The series was originally advertised as a teen drama that portrayed serious, more mature content about high school aged individuals. However, I’m sure many were surprised at the level of mature content featured on the show, considering they grew up watching Zendaya on Disney Channel. Despite that, the show had a ground-breaking first season, bringing in 6.6 million viewers every week. The show was quickly renewed for a second season, which had viewers on the edge of their seats wanting more.
Season two did not arrive until January 2022 due to typical filming schedules, as well as the added stressor of the COVID-19 pandemic. Since it had been nearly two and a half years since fans had gotten a taste of the series, the anticipation was extremely high. The fan base had grown even more since the original airing of season one, resulting in the HBOMax app temporarily crashing when the first episode of season two dropped on the platform.
Everyone that had watched season one knew the type of content to expect: nudity, drug use, violence, sexual situations, etc. The creators and cast members of the show do pretty well on reminding the audience that the show portrays serious, often triggering content, yet it is still often more than viewers expect.
So that leaves the question as to if this show is a ground-breaking, deep, unique show, or one that portrays unnecessary triggering scenes to get audience members talking, rather than to add to the plot point. I composed a Google Forms questionnaire to ask viewers of the show their thoughts on the level of mature content and how it affects their viewing experience.
40 individuals responded, with 95% of them tuning in every week for the new episodes of season two to drop. The majority of respondents agreed that the plot points of the episodes were not what they initially expected when starting the show, with the same number of respondents saying that they often find those same plot points triggering or unnecessary. 58% said that they don’t believe the show would have the level of popularity that it has if it weren’t for these triggering plot points.
The reasoning behind this response ranged. Some mentioned that “the nudity seems excessive at times,” or that they “feel like the amount of vulgarity and sex scenes could be replaced with something that actually builds the plot…. there’s so much that could be done in its place,”.
Some called the nudity “distracting”, while others believe “it’s just a part of a show.” One respondent also added that in terms of the nudity content, it seemed inappropriate for a show that is supposed to be about high school students: “I get that the nude scenes of both men and women are to add an equal shock value which is great, but it’s a problem when the show is portraying minors. Although those nude scenes are played by adult actors, they still represent children which makes me feel uneasy.”
60% of the respondents found that the show’s content made them personally feel mentally overwhelmed or anxious. Some noted that it was more of an “anxious (feeling), but not in an overwhelming way, more in a ‘what’s going to happen next’ way.” Some found that it is because of the connections they feel with the characters that determined their decision: “I definitely get very anxious about the characters and the situations they’re in; I worry about Rue (Zendaya) overdosing, Cassie (Sydney Sweeney) ruining her relationship with her best friend, and Cal (Eric Dane) killing himself because he’s a mess.”
Others found it was triggering in a more personal way. “I have anxiety and substance issues.” and “I get overwhelmed watching just because it’s so relatable and brings up emotions I still need to work through, which isn’t a bad thing.”
40% still did not find it especially triggering, many saying that it’s due to them being able to easily acknowledge that it is just a show with made-up characters, or even that they “went into watching it expecting raw stuff.”

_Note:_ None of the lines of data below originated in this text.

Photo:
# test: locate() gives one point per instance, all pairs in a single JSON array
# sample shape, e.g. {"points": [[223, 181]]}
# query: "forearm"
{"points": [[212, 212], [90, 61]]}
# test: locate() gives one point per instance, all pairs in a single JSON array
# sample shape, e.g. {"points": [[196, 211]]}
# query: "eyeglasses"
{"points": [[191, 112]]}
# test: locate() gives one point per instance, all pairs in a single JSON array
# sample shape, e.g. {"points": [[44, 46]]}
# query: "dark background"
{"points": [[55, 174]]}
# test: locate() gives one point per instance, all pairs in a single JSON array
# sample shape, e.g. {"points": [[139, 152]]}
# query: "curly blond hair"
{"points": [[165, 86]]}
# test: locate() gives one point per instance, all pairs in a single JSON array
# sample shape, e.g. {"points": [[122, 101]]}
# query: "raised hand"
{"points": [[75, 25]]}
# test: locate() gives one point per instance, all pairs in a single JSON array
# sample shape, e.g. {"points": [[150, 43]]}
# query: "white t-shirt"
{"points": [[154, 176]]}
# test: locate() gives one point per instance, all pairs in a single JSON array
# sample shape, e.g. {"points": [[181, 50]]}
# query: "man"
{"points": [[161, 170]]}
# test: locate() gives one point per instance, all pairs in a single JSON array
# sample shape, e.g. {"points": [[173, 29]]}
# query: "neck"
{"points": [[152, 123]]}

So to the 60% that found the show mentally overwhelming and the 57% saying they found some of the content triggering or unnecessary, why do they continue to tune into the show every week?

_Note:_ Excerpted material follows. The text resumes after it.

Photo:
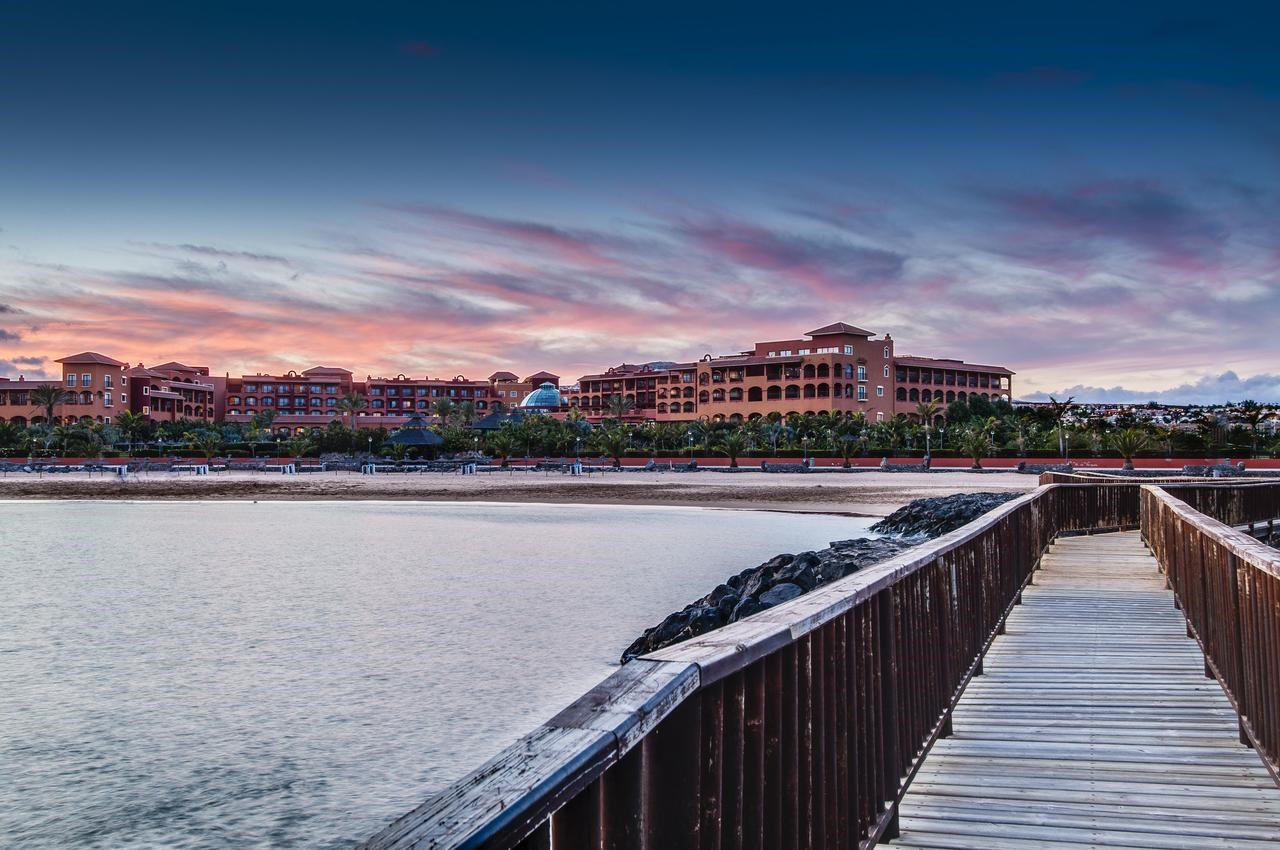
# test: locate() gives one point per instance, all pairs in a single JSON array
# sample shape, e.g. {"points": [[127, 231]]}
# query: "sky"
{"points": [[1087, 193]]}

The primary response was that they wanted to continue to watch the character’s storylines develop. Some mentioned that the cast is what brings them back every week, while others simply said because of the drama and suspense that happens during each episode.

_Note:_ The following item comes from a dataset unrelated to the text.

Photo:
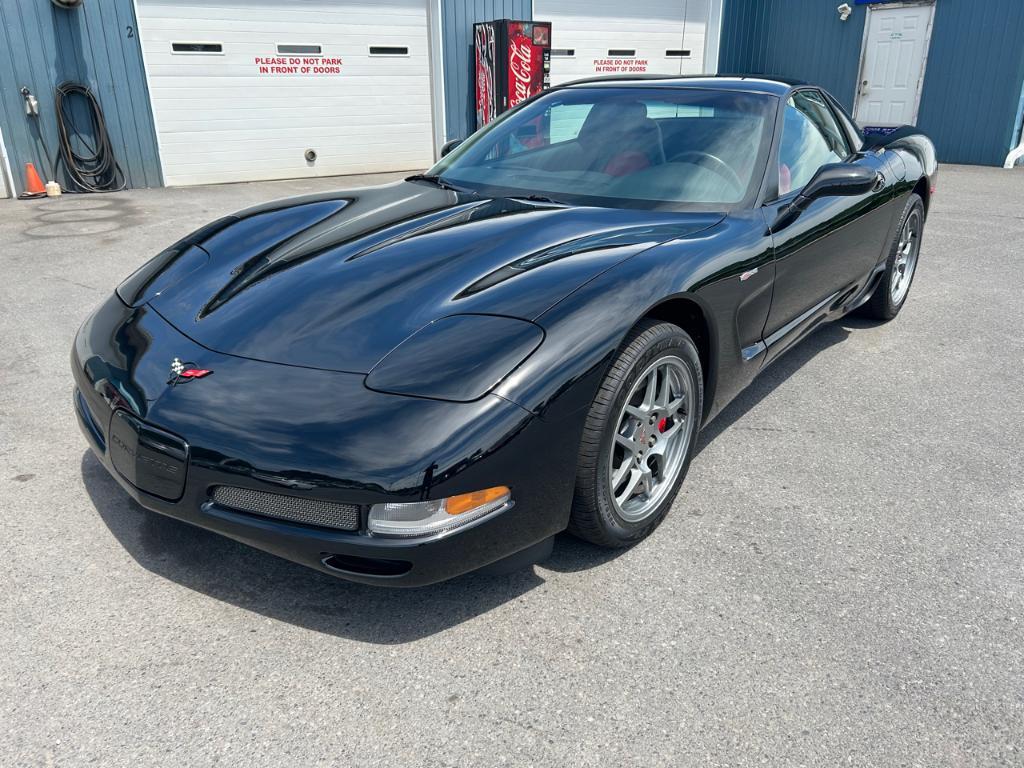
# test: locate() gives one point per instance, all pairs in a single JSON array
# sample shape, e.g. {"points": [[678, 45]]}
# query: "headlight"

One respondent admitted that those potentially triggering plot points is what brings them back:
“I enjoy the storyline. I like that I can see dysfunction on a screen. I like that I can see broken families, families with drug problems, and toxic relationships and friends. I relate to that dysfunction even though I don’t dress like they do or wear the makeup, but I did live that life they do.”
It seems as if the fan base is mixed on whether the show is featuring the appropriate amount of mature content or if they are crossing an unnecessary line for views. Despite all that, the show’s second season has doubled in viewership and is continuously breaking records for the number of people tuning in every week.